It’s a compilation of “interviews with some of the top programmers of our time,” including people like Jamie Zawinski, Brendan Eich, and Ken Thompson.
It was an accomplishment for a couple reasons: I am embarrassed to admit I don’t
have make as much time as I’d like should to read these days and since the book clocks in at smidge over 600 pages, it wasn’t a small feat.
That’s a testament to the curation of the interviews, though, I think: it’s a very readable book, and the style with which Siebel interviewed these programmers is conversational and easy to follow, but without being one-dimensional or trite2.

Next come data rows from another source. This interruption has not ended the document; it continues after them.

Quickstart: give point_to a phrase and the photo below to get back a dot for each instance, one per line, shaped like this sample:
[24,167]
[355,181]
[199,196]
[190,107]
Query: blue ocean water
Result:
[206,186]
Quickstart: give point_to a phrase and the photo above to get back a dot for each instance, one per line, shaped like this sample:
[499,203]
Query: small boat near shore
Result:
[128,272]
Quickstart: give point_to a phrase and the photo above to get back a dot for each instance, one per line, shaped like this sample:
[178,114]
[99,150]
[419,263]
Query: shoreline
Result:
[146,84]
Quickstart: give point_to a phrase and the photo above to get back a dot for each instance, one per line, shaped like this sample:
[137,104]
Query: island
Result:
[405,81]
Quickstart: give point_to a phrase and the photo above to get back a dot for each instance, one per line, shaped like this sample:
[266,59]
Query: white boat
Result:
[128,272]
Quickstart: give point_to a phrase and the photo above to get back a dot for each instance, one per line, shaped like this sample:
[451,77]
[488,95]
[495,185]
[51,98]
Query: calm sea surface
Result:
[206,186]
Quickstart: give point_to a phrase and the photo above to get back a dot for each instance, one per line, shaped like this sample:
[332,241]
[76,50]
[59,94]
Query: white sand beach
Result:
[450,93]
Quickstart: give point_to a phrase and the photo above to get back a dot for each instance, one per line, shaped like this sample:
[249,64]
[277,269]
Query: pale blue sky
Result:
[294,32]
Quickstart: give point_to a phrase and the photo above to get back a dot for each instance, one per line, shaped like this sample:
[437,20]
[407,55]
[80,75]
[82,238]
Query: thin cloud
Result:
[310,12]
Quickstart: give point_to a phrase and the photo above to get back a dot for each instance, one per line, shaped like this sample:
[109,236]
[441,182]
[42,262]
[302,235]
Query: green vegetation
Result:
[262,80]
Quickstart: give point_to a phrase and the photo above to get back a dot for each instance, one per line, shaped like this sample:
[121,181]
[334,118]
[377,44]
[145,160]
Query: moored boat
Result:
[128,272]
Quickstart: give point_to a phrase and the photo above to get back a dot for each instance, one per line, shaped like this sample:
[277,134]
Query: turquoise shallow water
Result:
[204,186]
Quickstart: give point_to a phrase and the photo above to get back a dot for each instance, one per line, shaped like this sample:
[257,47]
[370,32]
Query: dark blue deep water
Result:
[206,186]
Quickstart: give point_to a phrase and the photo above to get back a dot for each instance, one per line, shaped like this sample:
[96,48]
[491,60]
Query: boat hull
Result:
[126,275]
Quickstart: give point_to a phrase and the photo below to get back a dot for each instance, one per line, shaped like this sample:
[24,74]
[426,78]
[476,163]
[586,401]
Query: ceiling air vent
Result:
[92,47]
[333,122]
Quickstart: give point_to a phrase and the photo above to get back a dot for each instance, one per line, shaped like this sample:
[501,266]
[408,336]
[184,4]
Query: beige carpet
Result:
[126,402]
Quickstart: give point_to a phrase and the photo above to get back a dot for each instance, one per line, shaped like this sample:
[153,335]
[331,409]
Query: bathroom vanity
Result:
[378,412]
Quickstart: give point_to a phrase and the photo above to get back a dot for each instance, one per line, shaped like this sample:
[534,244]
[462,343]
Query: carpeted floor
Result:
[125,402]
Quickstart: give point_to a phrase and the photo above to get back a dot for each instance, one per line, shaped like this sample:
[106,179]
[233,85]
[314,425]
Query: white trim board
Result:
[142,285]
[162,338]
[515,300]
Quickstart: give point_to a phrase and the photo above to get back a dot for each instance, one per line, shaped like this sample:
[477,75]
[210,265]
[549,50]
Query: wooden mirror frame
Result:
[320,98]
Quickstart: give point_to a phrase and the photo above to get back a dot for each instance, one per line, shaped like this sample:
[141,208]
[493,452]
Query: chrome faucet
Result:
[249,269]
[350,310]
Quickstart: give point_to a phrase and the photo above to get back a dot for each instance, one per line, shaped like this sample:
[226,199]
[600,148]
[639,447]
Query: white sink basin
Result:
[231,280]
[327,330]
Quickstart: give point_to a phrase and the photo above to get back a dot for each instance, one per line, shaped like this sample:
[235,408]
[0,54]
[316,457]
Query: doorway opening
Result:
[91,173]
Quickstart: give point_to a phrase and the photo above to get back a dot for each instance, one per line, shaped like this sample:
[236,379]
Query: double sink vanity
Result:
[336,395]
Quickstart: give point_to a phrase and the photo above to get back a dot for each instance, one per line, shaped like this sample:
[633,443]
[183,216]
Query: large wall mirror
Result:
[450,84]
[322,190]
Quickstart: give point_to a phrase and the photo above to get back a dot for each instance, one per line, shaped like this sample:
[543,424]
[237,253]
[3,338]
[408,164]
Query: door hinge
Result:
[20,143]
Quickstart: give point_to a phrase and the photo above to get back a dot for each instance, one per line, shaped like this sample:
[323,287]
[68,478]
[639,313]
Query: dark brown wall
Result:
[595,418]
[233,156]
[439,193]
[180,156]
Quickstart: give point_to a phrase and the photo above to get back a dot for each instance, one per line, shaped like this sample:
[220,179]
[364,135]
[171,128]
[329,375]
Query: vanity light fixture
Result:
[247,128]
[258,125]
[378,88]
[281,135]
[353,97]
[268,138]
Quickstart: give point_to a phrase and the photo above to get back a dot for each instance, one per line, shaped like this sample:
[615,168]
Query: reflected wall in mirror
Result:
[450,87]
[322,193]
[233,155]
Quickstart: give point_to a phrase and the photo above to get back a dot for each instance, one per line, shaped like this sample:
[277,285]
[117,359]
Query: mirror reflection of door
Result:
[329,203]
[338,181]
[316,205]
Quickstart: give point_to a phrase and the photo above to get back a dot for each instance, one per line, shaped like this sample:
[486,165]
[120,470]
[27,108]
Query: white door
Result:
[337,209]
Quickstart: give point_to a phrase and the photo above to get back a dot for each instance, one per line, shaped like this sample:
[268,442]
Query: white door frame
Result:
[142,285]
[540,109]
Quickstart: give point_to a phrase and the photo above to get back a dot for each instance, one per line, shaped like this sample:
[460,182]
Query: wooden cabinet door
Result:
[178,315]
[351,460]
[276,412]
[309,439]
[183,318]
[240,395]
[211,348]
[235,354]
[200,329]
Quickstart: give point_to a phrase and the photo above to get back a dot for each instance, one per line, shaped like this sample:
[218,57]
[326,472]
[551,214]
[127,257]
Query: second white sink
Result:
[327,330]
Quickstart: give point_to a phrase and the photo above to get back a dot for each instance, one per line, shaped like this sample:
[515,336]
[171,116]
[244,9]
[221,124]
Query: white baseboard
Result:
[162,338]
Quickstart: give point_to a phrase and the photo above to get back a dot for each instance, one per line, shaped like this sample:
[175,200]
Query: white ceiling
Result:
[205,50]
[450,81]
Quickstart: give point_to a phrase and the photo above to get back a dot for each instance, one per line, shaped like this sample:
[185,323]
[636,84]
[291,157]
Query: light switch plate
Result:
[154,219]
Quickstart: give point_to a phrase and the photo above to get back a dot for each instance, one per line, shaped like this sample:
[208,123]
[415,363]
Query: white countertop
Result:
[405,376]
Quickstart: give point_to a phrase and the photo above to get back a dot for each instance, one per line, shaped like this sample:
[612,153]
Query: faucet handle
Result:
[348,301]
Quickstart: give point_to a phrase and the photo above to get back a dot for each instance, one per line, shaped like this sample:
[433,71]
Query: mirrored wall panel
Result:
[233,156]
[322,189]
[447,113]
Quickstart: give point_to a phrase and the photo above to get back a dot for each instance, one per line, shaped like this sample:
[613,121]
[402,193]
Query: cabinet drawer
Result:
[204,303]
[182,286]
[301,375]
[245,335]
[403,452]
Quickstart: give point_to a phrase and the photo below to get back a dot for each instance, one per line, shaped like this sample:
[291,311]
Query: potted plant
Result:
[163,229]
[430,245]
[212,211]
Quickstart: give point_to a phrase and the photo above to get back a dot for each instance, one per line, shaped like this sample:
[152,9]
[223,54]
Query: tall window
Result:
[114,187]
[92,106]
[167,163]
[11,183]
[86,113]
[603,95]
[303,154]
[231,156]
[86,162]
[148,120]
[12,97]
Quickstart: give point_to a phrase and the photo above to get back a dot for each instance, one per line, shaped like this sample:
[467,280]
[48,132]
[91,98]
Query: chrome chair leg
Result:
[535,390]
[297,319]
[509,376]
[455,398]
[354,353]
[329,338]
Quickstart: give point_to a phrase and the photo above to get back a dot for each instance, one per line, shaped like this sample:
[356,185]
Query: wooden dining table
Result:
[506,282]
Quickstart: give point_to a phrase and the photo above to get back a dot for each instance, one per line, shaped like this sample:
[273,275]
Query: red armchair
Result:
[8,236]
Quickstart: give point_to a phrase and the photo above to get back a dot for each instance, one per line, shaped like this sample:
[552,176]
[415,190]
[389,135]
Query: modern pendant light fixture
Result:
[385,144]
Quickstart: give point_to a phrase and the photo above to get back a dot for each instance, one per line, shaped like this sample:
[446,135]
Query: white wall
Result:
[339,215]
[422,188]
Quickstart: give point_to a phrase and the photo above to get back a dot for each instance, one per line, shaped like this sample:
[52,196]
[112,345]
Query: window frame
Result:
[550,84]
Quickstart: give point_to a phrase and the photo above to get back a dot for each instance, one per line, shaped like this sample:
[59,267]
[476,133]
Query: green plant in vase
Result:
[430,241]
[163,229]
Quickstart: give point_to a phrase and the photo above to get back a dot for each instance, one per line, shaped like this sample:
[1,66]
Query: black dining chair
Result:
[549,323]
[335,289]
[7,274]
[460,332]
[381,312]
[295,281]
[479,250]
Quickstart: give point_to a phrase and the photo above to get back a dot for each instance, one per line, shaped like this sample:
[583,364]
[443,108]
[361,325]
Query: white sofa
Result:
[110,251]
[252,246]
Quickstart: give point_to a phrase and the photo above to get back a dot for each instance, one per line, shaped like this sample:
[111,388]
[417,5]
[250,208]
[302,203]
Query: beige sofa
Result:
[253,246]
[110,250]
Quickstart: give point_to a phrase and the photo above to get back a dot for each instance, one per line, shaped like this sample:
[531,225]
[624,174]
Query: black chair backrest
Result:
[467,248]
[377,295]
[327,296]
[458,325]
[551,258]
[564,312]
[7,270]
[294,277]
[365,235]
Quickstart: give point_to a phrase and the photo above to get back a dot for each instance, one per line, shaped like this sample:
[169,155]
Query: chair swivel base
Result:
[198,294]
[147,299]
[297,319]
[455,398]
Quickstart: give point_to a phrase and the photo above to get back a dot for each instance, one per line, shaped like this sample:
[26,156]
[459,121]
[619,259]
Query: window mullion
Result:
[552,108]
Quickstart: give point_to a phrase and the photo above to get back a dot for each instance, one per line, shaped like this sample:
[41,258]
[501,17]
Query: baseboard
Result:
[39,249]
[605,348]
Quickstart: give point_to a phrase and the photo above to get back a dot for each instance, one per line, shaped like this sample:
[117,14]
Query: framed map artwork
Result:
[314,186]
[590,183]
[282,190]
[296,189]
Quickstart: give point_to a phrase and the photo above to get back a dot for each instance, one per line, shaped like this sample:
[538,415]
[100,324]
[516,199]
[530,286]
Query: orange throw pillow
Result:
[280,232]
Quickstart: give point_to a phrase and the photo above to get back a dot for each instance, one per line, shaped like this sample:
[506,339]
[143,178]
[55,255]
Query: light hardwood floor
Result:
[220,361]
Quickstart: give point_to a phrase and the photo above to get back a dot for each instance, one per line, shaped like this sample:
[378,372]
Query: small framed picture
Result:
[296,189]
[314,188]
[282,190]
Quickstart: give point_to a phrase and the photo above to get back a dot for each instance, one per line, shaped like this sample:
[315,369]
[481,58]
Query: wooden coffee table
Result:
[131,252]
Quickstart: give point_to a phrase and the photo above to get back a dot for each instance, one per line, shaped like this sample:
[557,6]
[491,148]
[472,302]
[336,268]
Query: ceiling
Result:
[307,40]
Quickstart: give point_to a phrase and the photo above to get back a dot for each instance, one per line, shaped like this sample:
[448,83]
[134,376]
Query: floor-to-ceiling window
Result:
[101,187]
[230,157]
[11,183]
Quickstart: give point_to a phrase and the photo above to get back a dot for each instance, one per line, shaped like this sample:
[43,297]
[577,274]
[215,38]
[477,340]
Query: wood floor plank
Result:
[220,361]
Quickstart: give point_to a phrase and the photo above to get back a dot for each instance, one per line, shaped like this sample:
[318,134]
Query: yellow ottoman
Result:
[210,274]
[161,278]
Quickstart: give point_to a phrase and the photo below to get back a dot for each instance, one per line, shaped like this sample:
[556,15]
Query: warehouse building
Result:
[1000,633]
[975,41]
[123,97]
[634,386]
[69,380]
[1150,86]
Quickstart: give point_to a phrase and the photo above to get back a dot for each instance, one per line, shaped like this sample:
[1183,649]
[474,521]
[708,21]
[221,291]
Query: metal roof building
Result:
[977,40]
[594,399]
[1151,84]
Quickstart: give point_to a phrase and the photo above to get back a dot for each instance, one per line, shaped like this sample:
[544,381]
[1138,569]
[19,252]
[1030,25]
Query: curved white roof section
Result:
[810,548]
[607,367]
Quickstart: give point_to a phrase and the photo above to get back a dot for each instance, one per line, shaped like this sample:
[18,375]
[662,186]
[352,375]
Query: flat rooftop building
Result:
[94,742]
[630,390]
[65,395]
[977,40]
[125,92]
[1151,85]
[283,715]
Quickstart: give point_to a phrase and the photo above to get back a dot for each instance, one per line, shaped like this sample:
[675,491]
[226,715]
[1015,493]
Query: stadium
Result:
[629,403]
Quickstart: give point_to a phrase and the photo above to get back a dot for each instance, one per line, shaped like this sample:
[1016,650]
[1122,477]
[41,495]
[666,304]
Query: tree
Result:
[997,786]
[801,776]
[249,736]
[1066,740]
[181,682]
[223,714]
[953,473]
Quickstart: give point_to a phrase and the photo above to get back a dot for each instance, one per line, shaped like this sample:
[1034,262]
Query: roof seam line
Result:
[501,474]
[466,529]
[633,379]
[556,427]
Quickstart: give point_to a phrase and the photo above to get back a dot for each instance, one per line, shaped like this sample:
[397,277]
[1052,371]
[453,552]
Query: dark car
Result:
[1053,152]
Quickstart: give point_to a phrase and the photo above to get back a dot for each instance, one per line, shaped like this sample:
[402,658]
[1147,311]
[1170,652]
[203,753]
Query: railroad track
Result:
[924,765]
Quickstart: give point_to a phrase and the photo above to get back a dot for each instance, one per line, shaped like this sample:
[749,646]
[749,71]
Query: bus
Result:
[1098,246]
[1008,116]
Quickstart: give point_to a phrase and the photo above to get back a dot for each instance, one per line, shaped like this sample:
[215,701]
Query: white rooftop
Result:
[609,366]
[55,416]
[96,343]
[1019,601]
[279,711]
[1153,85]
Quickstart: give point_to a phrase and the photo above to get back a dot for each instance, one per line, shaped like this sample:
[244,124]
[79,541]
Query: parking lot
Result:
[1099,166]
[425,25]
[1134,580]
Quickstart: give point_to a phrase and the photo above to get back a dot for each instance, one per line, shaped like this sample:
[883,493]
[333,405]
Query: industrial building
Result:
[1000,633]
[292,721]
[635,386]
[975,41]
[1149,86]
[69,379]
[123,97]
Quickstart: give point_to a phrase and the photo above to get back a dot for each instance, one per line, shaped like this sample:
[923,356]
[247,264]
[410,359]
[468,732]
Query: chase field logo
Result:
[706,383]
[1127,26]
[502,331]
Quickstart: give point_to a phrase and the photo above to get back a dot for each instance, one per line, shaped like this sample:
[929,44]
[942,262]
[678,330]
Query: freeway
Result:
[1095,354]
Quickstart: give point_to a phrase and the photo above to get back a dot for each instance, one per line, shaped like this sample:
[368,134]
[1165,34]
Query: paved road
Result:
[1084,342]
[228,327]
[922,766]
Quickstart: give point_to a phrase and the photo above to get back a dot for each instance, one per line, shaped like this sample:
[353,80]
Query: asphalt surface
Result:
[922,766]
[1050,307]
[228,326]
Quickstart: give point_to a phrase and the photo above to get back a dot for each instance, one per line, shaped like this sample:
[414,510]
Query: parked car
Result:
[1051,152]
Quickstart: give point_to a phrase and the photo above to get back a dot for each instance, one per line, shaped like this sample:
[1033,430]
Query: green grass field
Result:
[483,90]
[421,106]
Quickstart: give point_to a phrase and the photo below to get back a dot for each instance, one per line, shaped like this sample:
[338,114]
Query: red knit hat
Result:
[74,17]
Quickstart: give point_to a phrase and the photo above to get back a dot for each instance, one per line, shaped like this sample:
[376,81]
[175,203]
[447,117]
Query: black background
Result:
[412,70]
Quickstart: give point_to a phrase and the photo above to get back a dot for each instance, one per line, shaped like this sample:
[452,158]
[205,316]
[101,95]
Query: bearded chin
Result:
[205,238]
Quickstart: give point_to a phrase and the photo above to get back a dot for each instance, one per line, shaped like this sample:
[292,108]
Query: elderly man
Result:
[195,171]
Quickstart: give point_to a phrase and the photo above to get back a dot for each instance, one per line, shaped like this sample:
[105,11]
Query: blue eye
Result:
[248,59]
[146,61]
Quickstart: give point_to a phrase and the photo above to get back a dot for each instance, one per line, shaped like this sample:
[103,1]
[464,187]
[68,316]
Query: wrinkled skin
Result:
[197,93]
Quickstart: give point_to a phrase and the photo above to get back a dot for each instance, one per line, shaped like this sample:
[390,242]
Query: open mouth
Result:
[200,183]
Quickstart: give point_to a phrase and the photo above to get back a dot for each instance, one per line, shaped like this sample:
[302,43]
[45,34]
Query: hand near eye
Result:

As a programmer3 might expect, Siebel asks a set of standard questions to each programmer, but it’s not constrained at all; each interview is marked by the tangents of its protagonist, but he works in a few set of core questions for all, including when and where did they get their start, do they feel more like an artist or a scientist, do they own Knuth’s books, and if so, how do they make use of them4, and how they feel about such things as agile and code ownership within software development shops.
The book also sets in motion an interesting, yet natural progression starting with programmers famous for their (concrete, practical applications of) work on the Web, moving through to computer languages and more formalized areas and ending with Mr. Computer Science himself, Knuth.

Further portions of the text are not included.